(director: Josef von Sternberg; screenwriters: Jules Furthman/S.K. Lauren; cinematographer: Bert Glennon; editor: Josef von Sternberg; music: W. Franke Harling; cast: Marlene Dietrich (Helen Faraday), Herbert Marshall (Edward Faraday), Cary Grant (Nick Townsend), Dickie Moore (Johnny Faraday), Francis Sayles (Charlie Blaine), Robert Emmett O’Connor (Dan O’Conner), Gene Morgan (Ben Smith), Rita La Roy (Belle Hooper), Sidney Toler (Detective Wilson), Evelyn Preer (Iola); Runtime: 92; MPAA Rating: NR; producer: Josef von Sternberg; Universal; 1932)
“Dreary Marlene Dietrich vehicle.”

Reviewed by Dennis Schwartz

Josef von Sternberg’ (“Shanghai Express”/”Morocco”/”The Scarlet Empress“) direction is uninspiring for this dreary Marlene Dietrich vehicle, at the time it was their fifth film together. Forced by Paramount to direct this pic, Sterberg has written it off as a dud. It’s also not helped by being weakly scripted by Jules Furthman and S.K. Lauren. There’s hardly a moment that it doesn’t feel phony. The film’s highlight has Marlene in a gorilla suit singing ‘Hot Voodoo.’

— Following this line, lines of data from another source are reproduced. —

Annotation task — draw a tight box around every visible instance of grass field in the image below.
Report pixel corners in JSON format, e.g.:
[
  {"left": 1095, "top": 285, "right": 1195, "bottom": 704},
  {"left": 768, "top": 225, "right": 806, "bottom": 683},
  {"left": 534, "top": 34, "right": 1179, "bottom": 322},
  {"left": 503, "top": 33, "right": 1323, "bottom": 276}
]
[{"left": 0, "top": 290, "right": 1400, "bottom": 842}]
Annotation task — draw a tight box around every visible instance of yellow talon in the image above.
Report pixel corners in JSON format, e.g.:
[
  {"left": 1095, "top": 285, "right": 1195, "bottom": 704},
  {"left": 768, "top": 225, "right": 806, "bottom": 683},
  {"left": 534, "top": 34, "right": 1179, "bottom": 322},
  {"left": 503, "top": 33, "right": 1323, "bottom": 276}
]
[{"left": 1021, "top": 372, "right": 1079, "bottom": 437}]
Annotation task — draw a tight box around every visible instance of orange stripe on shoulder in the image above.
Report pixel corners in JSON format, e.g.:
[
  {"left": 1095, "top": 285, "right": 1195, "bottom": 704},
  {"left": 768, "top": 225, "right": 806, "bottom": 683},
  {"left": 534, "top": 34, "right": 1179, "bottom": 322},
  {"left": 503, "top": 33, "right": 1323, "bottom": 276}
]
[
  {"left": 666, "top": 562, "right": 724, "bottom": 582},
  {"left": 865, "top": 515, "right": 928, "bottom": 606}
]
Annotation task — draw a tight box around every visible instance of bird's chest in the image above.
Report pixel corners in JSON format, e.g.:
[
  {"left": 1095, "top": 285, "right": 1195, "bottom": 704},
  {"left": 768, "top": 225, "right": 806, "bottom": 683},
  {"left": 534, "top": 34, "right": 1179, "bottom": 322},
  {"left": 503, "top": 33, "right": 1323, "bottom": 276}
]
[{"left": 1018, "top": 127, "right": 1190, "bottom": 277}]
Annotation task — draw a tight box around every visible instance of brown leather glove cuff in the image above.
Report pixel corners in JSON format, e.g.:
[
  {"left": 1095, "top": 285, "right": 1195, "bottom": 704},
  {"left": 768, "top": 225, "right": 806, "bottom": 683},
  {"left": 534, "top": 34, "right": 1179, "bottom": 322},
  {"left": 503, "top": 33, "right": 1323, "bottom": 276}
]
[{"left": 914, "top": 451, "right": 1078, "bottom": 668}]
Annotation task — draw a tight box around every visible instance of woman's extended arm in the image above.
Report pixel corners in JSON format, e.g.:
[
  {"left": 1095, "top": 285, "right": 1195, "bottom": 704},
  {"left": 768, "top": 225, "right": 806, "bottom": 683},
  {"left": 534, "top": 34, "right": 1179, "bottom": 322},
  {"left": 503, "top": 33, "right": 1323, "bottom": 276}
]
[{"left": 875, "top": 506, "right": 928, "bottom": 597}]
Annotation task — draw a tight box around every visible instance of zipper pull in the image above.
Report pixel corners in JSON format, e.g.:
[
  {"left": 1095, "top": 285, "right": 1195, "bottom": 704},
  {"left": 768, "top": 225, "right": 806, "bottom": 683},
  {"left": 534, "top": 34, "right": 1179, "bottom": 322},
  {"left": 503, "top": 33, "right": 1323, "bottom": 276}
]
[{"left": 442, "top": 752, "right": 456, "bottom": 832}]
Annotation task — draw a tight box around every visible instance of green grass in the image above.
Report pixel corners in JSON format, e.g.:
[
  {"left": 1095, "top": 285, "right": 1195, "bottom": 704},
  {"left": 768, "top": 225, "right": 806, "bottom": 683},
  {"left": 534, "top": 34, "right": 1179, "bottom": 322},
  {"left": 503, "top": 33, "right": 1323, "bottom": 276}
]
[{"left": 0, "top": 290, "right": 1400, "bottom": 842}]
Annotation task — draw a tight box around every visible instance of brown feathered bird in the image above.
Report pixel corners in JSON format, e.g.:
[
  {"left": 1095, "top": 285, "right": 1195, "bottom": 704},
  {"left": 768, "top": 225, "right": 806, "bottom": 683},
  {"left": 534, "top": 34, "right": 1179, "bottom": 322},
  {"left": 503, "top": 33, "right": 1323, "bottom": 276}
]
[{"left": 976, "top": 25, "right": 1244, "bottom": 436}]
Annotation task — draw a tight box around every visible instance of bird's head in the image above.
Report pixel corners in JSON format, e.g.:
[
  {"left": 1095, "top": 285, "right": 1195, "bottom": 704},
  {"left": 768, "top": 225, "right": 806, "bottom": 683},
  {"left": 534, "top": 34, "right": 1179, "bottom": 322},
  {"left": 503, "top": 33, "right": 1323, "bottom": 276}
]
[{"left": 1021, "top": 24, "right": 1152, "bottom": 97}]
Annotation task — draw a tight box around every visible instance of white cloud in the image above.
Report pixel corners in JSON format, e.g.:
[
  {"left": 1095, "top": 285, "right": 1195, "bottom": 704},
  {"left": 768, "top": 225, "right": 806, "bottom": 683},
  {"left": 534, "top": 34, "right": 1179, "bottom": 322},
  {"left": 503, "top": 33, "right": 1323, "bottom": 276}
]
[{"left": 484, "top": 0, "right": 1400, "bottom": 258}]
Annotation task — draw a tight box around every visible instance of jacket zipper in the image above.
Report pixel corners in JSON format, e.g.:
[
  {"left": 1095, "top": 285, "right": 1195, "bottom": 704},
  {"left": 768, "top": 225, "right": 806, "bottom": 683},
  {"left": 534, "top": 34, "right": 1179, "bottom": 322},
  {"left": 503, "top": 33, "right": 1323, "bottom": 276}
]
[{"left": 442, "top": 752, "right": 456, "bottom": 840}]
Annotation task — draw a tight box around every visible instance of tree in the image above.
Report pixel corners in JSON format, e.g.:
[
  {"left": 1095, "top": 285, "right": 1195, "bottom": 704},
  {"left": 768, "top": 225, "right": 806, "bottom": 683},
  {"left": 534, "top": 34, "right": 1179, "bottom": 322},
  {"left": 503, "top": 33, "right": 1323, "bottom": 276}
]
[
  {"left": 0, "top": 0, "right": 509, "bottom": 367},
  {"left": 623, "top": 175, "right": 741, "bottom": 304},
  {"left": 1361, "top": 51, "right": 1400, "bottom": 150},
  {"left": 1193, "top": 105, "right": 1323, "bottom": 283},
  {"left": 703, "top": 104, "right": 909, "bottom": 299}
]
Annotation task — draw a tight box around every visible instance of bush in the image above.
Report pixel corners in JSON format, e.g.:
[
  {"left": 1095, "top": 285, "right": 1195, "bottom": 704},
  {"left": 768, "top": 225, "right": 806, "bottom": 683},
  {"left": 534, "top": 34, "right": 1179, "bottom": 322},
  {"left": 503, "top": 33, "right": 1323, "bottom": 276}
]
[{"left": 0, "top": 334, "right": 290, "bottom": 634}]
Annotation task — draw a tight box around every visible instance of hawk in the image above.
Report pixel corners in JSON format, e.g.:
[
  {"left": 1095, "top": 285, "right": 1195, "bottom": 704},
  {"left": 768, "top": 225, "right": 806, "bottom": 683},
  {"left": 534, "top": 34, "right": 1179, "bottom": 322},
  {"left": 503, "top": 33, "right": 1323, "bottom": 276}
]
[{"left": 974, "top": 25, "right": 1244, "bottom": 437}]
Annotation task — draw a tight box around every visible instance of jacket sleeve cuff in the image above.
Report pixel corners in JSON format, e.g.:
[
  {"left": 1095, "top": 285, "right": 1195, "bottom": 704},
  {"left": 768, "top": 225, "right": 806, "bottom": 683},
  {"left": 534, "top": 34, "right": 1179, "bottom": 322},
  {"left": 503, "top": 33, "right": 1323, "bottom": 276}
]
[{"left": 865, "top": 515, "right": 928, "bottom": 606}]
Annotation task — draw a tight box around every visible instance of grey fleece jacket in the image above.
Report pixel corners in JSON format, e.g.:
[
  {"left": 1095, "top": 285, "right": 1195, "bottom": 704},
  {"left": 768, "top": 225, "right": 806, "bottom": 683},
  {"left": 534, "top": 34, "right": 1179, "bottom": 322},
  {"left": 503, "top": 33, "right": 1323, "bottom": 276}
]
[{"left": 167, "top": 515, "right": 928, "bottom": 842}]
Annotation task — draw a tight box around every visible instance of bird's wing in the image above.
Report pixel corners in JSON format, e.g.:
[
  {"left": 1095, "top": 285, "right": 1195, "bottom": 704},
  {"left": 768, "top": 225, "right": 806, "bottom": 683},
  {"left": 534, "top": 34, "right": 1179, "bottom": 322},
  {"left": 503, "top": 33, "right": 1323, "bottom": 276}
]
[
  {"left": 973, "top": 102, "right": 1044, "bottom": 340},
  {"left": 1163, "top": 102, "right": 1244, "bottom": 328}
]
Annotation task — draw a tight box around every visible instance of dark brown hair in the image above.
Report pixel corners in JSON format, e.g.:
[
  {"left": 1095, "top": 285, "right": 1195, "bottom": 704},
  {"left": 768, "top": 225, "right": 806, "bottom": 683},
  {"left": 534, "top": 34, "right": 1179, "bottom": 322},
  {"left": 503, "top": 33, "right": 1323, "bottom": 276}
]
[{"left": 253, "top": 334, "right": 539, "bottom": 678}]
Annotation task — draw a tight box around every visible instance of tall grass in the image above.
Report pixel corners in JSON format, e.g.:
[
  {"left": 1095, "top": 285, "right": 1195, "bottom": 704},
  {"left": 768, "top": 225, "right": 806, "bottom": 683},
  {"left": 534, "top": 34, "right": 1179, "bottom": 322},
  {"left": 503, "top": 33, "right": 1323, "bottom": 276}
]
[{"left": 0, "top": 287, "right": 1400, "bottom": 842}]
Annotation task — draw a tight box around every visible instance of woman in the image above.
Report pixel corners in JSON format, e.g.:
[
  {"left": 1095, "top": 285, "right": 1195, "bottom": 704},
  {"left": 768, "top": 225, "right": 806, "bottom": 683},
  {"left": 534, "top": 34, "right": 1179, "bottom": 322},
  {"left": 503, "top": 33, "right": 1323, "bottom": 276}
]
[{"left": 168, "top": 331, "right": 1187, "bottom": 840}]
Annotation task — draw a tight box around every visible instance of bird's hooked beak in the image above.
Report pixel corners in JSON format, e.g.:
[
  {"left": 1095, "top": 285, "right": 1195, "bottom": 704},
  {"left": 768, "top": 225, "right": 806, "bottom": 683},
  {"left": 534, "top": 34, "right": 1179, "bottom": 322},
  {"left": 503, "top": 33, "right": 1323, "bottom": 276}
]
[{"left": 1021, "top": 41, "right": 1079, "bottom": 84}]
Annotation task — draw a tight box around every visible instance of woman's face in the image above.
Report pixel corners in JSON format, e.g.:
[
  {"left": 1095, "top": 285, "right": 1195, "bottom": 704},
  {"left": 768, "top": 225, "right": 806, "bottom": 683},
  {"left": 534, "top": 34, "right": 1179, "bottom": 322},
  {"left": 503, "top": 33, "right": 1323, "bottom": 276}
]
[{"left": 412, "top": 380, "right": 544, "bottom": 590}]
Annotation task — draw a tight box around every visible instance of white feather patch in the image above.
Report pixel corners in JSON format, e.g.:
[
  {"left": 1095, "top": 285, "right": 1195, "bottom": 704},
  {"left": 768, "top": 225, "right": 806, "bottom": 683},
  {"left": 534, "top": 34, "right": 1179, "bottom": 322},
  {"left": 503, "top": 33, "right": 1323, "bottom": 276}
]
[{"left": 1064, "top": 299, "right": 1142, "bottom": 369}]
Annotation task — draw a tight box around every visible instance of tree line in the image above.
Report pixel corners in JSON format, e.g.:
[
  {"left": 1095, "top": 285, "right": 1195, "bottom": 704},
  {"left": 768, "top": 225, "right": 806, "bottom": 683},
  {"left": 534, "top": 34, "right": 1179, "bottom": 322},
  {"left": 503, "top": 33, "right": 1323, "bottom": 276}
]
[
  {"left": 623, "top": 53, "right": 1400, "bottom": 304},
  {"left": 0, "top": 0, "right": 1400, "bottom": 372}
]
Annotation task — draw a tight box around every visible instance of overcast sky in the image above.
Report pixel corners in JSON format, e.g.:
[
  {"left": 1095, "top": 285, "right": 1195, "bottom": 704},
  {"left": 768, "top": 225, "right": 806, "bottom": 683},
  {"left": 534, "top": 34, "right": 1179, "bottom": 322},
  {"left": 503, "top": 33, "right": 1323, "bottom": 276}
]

It opens with German cabaret singer Helen (Marlene Dietrich) skinny-dipping in Germany and meeting there American tourist hiker Edward Faraday (Herbert Marshall). They return to New York married. The couple now have a 5-year-old son named Johnny (Dickie Moore). Tragedy hits when impoverished research chemist Edward discovers he has only a year to live because of radium poisoning–the cure costs $1,500 and is treated only in Germany. Not having that much cash, Helen vows to return to cabaret singing to raise the money even though grumpy hubby disapproves.

Helen goes by the name Helen Jones, a name given her by her brash agent Ben Smith (Gene Morgan). The agent gets her a gig in the club owned by Dan O’Conner (Robert Emmett O’Connor), where he bills her as the Blonde Venus. At the club she meets the generous wealthy and influential playboy Nick Townsend (Cary Grant), who becomes romantically involved with her and gives her at first the $300 needed for her hubby to sail to Germany and later the full sum needed for the treatment. After five months of treatment in Germany, hubby returns cured. When he learns how wifey got the money, he threatens to take Johnny from her. Helen reacts by running away with Johnny to the south and after living on the edge with no money for months and hunted down by the private detective (Sidney Toler), the weary Helen gives up Johnny thinking maybe the kid would be better off with his dad.

Helen’s drab misadventures while on the run (running from private detectives) consume most of the film, and they’re a bore. How it arrives eventually at a happy ending is not convincing or entertaining. The film is just a mess, one that was very disappointing as melodrama considering how Dietrich and von Sternberg previously made some snappy pics together.